Same, same, but different

Queenstown Lakes and The Wakatipu is famous for it’s concentration of amazing landscapes. For me it’s a blessing to be in a position to explore and discover new corners of the region as much as I do.
Much of life, however, is spent on the mundane activities of day to day existence. Walking the dog, gardening, the weekly shopping excursion – could all be seen as chores that take me away from the beauty and majesty of the environment.

Walking the same path day in and day out or driving the same route to town, could be a drag for some. But here, the mountains, the expanses of water, the rivers and rolling farmlands are a stage, a set, brought alive with light and color as the seasons pass and clouds, mist, rain, snow, sunrises and sunsets play across the landscape.

Two minutes walk from my house, lays the Lake Wakatipu waterfront. Water stretches north from here for forty kilometres. The distant shapes of Coronet Peak and Deer Park Heights are framed in the “V” where the Eyre Mountains and Remarkables ranges run down to the lake. Closer, the long fingers of the Devil’s Staircase reach into the waters.

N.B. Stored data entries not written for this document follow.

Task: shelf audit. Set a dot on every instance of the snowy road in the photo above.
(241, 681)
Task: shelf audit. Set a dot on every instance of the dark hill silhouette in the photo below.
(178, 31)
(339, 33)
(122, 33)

The features of this scene are so familiar to me, and yet every day vista presents a new face. How many memorable pictures have I taken of this endlessly changing scene – it’s turquoise depths reflecting an expanse of blue on a bright spring day or distant details resolving slowly out of golden fog as morning mist rises on a summer morning and then winter sunsets where Coronet peak glows pink and orange framed by darkening hills.

Then there’s the drama – when winds funnel through the narrows at The Devil’s Stair, breakers crash, whitecaps dot the turquoise water and water witches dance across the horizon. Approaching rain darkens the cleft between the ranges and black clouds flow over the ridge lines, passing west to east.

On cold clear winter nights, the mountains on either side glow majestically, their snowy shoulders reflecting moonlight as the long cloud-like form of the the Milky Way sparkles above.

While the South Island is full of amazing landforms, views and vistas, it’s the weather and the light that are the real stars. You could photograph the same view a hundred times and each would be something unique or you could just be there and enjoy the ever-changing beauty.